Okay.  Enough is enough.  With all the innovations in packaging and so called greening of upscale products I still can’t believe I am purchasing music CDs in the same plastic jewel box used since I first got those early Pixies and Nirvana CDs in the “new” format. 

 

(photo: gearfuse.com) 

Around that time I was hired to do some research for an organization that represented the record companies/distributers re: said packaging.  To no surprise, people in our focus groups hated it and had few problems with an alternative paper sleeve, as long as it could hold the CD in place.  The jewel box (in the US anyway) continues to be the single most difficult mass produced consumer product to open – short of those plastic hang tag packages containing mice and other e-goodies that cut people open every day (a whole ‘nother story). 

The great graphic designer Tibor Kalman, no slouch when it came to recognizing satisfying user experiences, wrote a very funny humor piece for the NY Timesalmost 10 years ago — about this very issue.  Although some artists and small record labels are demanding, and getting, alternative paper packaging, this problem still persists (Starbucks is being slammed for “mainstreaming” their musical offerings, but at least their Hear Music unit has dedicated itself to the more friendly paper packaging).  When they do use paper packaging for limited releases, the big labels use it as a PR device to show their green cred rather than make it their standard practice for all CDs.
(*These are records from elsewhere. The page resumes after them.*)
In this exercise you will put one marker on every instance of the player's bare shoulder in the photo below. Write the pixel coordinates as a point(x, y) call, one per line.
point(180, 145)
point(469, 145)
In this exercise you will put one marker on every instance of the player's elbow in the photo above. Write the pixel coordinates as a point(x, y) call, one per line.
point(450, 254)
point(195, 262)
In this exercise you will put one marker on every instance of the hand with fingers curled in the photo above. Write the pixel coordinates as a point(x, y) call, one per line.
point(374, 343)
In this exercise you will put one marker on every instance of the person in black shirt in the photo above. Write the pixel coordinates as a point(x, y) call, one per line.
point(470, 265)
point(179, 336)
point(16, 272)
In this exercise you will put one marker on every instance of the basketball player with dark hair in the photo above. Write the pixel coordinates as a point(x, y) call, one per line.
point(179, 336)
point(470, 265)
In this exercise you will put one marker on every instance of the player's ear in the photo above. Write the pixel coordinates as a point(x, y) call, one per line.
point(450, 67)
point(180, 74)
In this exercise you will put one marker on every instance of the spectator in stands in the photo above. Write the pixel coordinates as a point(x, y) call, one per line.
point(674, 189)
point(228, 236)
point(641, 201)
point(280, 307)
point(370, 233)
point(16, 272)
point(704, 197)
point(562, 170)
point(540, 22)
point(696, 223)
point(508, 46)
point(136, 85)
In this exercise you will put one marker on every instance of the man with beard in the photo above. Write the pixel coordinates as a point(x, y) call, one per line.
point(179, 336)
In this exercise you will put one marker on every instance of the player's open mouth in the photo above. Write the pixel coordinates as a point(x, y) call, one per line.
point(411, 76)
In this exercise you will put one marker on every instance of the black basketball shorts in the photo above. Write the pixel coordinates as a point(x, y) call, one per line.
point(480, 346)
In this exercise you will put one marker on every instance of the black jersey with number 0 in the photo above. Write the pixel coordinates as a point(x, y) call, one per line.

What are the record companies waiting for?  What are they thinking?

I have some hypotheses/explanations that I hope will be in the spirit of Kalman’s efforts to enlighten us those many years ago:

Anticipation: by making it almost impossible to get to your music the guys in suits are just making that moment when you actually get to play the thing that much sweeter (I once had to wait over an hour and a half for the Rollling Stones to come on after the warm up band left the stage.  Evidently they do this often).

The “album” is dead – The time it takes you to open the CD case correlates roughly to the time you’re saving by not playing the other 8 weak cuts on the album that you probably didn’t want to listen to in the first place.

-Downloads Part I: Why Bother? – the phyisical CD purchase is probably going to be replaced by “0’s” and “1’s,”  say in 10 years or so, so why change anything?

-Downloads Part II: Punishment –  Record execs figure that approx. 50% of all CD purchasers have illegally downloaded some music in the past year.  Why reward these people when they actually purchase the product?  They should all be in jail where they can’t even get near their CD collection or Limewire!

Good for Self Defense –  How many times have you watched a scene in a movie where someone breaks a bottle and threatens to use it as a weapon?  Why not use a jewel case instead?  For those AA folks who don’t have a bottle handy just grab a CD case, hit it against your old Pioneer receiver, and you’ve got a lethal weapon at the ready.  This however, could backfire in that it could be used to thwart off the download police that have just come to arrest you for stealing that new Vampire Weekend single you downloaded from that site in the Ukraine.